Explanation requirement: Users require [type and level of reasoning] alongside the AI output in order to trust and act on the recommendation.
These criteria become the inputs to your technical requirements conversation with the ML team.
Communicating AI Requirements to Stakeholders
AI requirements create a communication challenge with stakeholders who are accustomed to deterministic specifications. "The AI will be right 87% of the time" is a confusing statement to an executive who is used to software that either works or does not.

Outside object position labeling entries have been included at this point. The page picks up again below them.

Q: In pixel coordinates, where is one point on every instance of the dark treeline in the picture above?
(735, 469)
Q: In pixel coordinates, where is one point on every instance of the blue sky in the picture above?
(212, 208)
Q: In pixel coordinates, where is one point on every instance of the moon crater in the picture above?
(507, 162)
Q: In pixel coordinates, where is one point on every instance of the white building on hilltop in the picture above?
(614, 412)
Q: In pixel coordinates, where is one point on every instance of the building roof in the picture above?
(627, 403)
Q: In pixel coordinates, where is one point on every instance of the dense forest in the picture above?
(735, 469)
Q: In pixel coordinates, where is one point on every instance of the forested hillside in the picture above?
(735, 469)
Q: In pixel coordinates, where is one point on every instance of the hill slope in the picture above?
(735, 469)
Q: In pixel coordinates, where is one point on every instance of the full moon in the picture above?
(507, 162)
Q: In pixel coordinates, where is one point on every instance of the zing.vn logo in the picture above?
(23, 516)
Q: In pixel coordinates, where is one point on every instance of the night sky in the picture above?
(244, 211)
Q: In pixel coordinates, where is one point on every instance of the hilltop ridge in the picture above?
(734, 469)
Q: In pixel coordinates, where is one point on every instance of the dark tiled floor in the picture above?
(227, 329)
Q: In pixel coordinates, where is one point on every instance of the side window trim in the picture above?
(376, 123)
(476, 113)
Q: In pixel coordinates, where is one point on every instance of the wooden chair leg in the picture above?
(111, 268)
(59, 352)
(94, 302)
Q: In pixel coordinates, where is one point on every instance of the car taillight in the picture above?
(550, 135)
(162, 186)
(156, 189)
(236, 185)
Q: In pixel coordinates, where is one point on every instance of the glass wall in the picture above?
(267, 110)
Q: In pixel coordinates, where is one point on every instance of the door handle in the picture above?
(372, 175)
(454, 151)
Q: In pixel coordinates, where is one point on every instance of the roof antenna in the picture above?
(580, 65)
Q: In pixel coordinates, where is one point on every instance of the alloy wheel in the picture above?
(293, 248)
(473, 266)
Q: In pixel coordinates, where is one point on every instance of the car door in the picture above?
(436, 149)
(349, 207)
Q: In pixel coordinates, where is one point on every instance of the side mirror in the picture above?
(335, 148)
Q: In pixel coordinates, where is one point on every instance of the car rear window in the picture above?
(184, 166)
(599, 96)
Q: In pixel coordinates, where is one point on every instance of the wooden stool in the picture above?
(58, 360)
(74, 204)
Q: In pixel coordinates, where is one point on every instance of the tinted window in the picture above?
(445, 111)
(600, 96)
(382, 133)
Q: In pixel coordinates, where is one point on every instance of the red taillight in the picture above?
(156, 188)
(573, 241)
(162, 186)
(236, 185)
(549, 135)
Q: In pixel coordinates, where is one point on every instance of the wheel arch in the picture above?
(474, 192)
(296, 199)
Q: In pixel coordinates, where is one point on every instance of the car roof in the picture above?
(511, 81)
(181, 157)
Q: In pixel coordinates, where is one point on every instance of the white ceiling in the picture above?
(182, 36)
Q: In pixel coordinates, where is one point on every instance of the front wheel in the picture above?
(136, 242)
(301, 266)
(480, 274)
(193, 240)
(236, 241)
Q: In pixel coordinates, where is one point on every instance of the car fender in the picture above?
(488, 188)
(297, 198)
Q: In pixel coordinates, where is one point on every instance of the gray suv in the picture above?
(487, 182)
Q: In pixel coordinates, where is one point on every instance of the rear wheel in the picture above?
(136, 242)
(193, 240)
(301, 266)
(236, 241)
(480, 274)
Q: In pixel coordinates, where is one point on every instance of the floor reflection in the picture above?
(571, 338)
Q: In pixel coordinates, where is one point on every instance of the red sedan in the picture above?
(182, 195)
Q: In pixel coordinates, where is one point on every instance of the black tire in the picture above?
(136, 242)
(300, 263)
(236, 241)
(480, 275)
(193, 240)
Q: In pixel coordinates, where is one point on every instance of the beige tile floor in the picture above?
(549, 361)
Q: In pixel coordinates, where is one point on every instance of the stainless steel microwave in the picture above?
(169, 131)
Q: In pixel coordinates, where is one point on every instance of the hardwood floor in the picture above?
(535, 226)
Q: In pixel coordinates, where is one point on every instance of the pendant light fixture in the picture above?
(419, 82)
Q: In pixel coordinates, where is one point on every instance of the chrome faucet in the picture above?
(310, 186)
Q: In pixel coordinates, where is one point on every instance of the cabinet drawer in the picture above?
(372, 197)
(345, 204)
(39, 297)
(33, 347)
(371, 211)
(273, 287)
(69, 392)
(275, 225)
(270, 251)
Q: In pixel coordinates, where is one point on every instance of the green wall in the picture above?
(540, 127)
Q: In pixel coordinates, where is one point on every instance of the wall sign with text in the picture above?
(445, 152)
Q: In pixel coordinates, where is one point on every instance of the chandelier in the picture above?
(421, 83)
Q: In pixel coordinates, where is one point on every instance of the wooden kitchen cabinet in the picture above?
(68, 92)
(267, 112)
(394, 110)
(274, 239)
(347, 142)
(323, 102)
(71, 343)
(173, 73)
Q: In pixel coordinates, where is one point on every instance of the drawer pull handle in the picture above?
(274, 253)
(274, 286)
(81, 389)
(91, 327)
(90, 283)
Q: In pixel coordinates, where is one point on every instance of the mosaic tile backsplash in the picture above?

Three framing strategies help:
The human comparison frame: "Our AI categorizes support tickets with 87% accuracy. Our best human agents categorize tickets with approximately 91% accuracy on their best days, and 78% accuracy on average. The AI performs between the average and the best, and it does it instantaneously for every ticket."
The workflow frame: "Users will review AI categorizations for the 13% of tickets where the AI is uncertain. The AI will flag these explicitly. For the other 87%, users can accept the categorization with a single click. Net time savings per support manager: 4 hours per week."
The improvement trajectory frame: "We are launching at 87% accuracy, which our user research shows is above the adoption threshold of 83%. Our roadmap shows specific improvement investments that will reach 92% by Q3, which is where user research says the correction overhead becomes negligible."
Summary
User research for AI features cannot rely on stated preferences, because users cannot accurately imagine features they have not experienced. Wizard-of-Oz testing, simulating AI behavior with human operators, is the most reliable way to observe how users actually respond to realistic AI outputs, including realistic imperfections.
Non-determinism tolerance research surfaces the consistency expectations users bring to your feature, which vary significantly by user type and decision stakes. Probabilistic acceptance criteria, derived from behavioral research at multiple accuracy levels, translate user experience requirements into the technical quality targets your team needs to hit.
The user expectations gap, across precision, consistency, explanation, and scope, is a design and communication problem as much as a technical one. Traditional user stories fail for AI features because they assume deterministic behavior and binary success criteria. The AI story template, covering context, capability hypothesis, probabilistic success metric, edge case inventory, and kill criteria, is honest about uncertainty, specific enough to be testable, and aligned around quality thresholds derived from user research.
Most importantly, the evaluation dataset is the real requirement document for an AI feature. Building it during discovery, not after development, is the practice that separates teams that ship AI features users trust from teams that ship AI features that technically work but fail in production.